Help to Save is a government backed savings account. The scheme is designed for low-income workers who receive Working Tax Credits or Universal Credits to encourage them to save £50 a month and earn a 50% bonus from the government on all their contributions. Upon opening an account, a saver can make monthly contributions up to £50 for two years at which point the bonus will be paid.
The saver will then be given the opportunity to continue the scheme for a further two years. This means that someone who fully contributes over four years could earn up to £1,200 in tax-free bonuses on their savings.
The scheme is not intended to help long-term savings goals but rather to help low-income workers to build up a ‘rainy day fund’ for emergencies. The money will be instantly accessible but the government warns that withdrawing before the end could affect the size of the bonus payment. However, there is no more detail than this at the moment.

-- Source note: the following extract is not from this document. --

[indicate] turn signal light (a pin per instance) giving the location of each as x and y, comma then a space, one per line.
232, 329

Kate Smith, head of pensions at Aegon comments: “The government has announced a number of policies aimed at the lower paid in recent years, including the Living Wage, the rapid increase in basic rate income tax threshold, increasing take-home pay and their flagship automatic enrolment policy helping to kick-start pension savings.
“One to watch is whether ‘Help to Save’ will disrupt automatic enrolment causing workers to opt-out of pension saving in return for the more flexible, but short-term savings. People’s incomes are under pressure and they have a finite amount of cash they can afford to save. They will need to balance their long-term plans against more short-term considerations.”

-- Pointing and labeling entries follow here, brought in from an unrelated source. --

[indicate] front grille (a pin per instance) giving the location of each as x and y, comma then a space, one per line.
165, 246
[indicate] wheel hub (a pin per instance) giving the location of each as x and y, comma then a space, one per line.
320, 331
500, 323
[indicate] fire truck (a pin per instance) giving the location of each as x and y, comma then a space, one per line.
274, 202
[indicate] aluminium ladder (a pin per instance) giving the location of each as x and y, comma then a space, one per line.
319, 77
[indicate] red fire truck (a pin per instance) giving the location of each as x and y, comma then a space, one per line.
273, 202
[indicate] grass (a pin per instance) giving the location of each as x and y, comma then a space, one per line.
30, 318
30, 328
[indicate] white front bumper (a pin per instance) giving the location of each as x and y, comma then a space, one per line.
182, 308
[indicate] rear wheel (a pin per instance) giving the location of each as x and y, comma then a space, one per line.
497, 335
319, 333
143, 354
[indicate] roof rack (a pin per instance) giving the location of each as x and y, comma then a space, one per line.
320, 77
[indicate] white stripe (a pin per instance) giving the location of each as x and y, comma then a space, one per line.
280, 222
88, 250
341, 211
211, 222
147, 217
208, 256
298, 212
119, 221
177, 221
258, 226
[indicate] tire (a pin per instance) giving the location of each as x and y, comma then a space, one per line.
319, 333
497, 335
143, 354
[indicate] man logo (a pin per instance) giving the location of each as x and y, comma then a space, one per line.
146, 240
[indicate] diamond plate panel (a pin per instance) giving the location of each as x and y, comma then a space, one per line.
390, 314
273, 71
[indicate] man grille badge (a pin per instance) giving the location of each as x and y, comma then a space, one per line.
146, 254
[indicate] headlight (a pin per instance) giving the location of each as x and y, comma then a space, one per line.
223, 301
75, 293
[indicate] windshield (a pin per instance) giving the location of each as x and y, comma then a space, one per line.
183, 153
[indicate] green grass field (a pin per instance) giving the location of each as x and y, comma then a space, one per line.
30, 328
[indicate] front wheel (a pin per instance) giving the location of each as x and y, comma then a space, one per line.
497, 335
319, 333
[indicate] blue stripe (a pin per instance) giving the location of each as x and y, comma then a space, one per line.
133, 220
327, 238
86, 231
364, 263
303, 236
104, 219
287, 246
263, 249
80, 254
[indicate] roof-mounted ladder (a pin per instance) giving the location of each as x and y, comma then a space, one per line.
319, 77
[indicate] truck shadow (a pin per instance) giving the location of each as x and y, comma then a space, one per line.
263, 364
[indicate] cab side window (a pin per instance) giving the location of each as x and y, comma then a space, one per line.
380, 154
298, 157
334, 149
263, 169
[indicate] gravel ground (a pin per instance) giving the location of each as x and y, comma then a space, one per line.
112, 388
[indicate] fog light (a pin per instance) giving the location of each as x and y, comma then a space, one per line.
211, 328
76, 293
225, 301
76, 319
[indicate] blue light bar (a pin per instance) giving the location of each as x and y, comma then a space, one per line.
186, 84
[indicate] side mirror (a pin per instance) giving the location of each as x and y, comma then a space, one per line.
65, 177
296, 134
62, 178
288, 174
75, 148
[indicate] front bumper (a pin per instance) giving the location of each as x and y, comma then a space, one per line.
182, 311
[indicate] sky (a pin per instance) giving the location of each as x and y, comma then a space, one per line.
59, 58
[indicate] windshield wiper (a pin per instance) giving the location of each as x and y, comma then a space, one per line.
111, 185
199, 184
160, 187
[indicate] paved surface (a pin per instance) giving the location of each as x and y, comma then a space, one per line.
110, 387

‘We can only hope the scheme is worth waiting for’
Ms Coles adds: “We can only hope the scheme is worth waiting for. We have seen with the Junior Isa, Lifetime Isa, Help to Buy Isa and pension savings that when you give people an incentive to save, it does encourage them to do so. The fact that this will be run by National Savings & Investments means savers have the comfort of a familiar, trusted brand, which will also help overcome hesitancy over saving.

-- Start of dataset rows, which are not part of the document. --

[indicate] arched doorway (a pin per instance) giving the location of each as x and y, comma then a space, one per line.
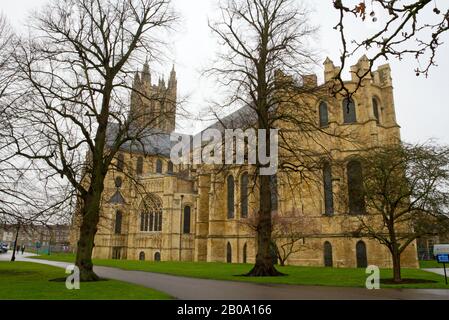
328, 261
245, 253
362, 260
157, 256
229, 253
142, 256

“The key to the success of this scheme is likely to hinge on whether the attractive incentive will change people’s savings habits at a time when incomes are squeezed, inflation is biting and the target group are pretty much living hand to mouth as it is.
“For those people who don’t qualify for Help to Save, the fact there’s no specific government bonus to reward your savings habits shouldn’t stop you from building an emergency fund. We should all have three to six months’ worth of expenses tucked away in an easy-access account, so we can handle all the unexpected expenses that life throws at us.”
Ms Smith adds: “Saving in an employer’s pension scheme will still be the best deal around, as employees not only benefit from a government top-up on their own contributions, but also the employer’s contribution, every time they pay in. So currently every £50 an individual saves under automatic enrolment immediately becomes £112.50. This is set to increase as contributions rise from April 2018. The employer’s pension contribution is far more valuable than any government bonus allowing workers to build up savings at a faster pace than the new ‘Help to Save’ scheme.”